I would like to comment very briefly on the historic and geopolitical
significance of NATO's enlargement. In my view, that enlargement has
global significance -- it is central to the step-by-step construction
of a secure international system in which the Euro-Atlantic alliance
plays the major role in ensuring that a peaceful and democratic Europe
is America's principal partner. Hence,

-- NATO's enlargement is about America's role in Europe -- whether
America will remain a European power and whether a larger democratic
Europe will remain organically linked to America;

-- it is about Russia's relationship to Europe -- whether NATO's
enlargement helps a democratizing Russia by foreclosing the revival of
any self-destructive imperial temptations regarding Central Europe.

(Let me note in passing that NATO and the EU have creatively resolved
the old question of disproportionate German power in Europe; the
progressive expansion of NATO can similarly resolve the question of
disproportionate Russian power in Europe. It is also noteworthy that
public opinion in key NATO countries is favorable to expansion.
Moreover, so far, all the apocalyptic predictions of the critics of
NATO expansion have failed to come to pass.)

In brief, to me NATO expansion is not principally about the Russian
threat, for currently it does not exist, though one cannot exclude its
reappearance and hence some insurance against it is desirable.

Secondly, to me NATO expansion is not primarily a moral crusade, meant
to undo the injustice the Central European peoples suffered during the
half-century-long Soviet oppression, though one cannot ignore the
moral right of the newly emancipated and democratic Central Europeans
to a life no less secure than that enjoyed by the West Europeans.

For me, the central stake in NATO expansion is the long-term historic
and strategic relationship between America and Europe. NATO expansion
is central to the vitality of the American-European connection, to the
scope of a democratic and secure Europe, and to the ability of America
and Europe to work together in promoting international security.

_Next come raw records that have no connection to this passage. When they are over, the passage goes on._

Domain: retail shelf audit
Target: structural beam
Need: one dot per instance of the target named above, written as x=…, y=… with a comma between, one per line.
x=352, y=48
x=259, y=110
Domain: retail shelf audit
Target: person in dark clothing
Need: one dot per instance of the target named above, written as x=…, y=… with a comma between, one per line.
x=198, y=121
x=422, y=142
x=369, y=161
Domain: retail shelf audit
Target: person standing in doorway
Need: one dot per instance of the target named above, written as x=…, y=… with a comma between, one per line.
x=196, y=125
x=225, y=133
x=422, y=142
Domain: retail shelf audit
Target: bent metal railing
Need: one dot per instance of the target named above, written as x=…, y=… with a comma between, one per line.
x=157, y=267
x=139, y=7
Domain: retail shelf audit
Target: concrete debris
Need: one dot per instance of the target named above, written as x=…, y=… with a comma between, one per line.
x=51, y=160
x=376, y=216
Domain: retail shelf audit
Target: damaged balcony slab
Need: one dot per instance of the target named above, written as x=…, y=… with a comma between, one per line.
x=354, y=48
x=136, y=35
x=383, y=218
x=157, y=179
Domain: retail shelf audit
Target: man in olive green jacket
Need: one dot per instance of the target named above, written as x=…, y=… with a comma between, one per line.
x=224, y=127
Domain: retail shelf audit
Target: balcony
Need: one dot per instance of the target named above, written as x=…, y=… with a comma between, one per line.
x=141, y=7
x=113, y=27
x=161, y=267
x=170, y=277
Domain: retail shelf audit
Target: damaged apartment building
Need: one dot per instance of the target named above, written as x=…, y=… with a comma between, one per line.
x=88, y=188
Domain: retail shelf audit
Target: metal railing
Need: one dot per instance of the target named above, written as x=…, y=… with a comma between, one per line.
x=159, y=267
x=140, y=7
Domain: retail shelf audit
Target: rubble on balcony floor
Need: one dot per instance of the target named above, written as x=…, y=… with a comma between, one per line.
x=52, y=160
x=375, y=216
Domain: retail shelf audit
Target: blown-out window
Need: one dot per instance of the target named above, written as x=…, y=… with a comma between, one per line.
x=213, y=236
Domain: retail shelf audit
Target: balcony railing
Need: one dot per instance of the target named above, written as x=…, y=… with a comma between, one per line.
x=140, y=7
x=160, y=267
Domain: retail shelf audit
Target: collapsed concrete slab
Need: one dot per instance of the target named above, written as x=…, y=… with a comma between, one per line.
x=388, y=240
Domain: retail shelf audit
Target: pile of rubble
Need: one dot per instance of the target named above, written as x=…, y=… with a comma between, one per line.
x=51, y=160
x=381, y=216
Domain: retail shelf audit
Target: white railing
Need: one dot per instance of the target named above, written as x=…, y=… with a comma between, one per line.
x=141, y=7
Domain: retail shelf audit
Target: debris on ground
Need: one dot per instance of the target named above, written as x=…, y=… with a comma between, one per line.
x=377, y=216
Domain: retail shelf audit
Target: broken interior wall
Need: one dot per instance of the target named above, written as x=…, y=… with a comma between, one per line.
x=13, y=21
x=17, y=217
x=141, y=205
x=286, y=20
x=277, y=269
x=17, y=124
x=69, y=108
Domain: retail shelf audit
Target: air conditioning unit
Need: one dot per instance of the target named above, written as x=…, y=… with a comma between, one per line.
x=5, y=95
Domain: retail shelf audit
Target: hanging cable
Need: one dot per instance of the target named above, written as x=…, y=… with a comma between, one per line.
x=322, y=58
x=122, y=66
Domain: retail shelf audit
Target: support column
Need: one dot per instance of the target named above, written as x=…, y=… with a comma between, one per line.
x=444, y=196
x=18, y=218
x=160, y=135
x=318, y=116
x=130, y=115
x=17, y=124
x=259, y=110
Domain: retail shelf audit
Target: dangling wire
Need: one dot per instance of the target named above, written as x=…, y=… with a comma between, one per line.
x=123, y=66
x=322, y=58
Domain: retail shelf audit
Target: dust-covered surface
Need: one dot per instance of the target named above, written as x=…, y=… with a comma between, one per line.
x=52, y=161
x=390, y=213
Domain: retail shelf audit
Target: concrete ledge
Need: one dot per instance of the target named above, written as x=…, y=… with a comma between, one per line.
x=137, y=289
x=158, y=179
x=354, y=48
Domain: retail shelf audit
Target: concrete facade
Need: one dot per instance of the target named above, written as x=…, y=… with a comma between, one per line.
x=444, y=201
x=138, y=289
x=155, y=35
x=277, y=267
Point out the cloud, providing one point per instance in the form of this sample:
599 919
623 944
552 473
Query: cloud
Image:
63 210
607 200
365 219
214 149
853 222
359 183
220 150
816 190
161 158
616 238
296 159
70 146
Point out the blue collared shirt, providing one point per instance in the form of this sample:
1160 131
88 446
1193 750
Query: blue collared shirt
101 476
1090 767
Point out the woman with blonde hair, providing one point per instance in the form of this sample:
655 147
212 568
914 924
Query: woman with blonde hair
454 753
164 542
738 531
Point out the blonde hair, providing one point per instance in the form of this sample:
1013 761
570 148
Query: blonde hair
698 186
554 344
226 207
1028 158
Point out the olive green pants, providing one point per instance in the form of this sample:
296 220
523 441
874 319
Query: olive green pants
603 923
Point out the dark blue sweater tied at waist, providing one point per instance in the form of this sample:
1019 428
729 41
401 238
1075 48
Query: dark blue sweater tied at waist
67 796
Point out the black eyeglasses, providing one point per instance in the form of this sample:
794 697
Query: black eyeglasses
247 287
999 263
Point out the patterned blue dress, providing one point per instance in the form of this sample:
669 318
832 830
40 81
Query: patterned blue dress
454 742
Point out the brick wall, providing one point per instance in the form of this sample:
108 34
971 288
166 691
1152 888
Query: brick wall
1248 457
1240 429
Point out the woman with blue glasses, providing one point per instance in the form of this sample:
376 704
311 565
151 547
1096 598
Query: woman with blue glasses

The expansion of the Euro-Atlantic alliance will bring into NATO
counsels new, solidly democratic and very pro-American nations. That
will further deepen the American-European kinship while expanding
Europe's zone of peace and democracy. Such a more secure Europe will
be a better and a more vital partner for America in the continuing
effort to make democracy more widespread and international cooperation
more pervasive. That is why NATO's enlargement -- in itself a vivid
testimonial to the dynamism of the democratic ideal -- is very much in
America's long-term national interest.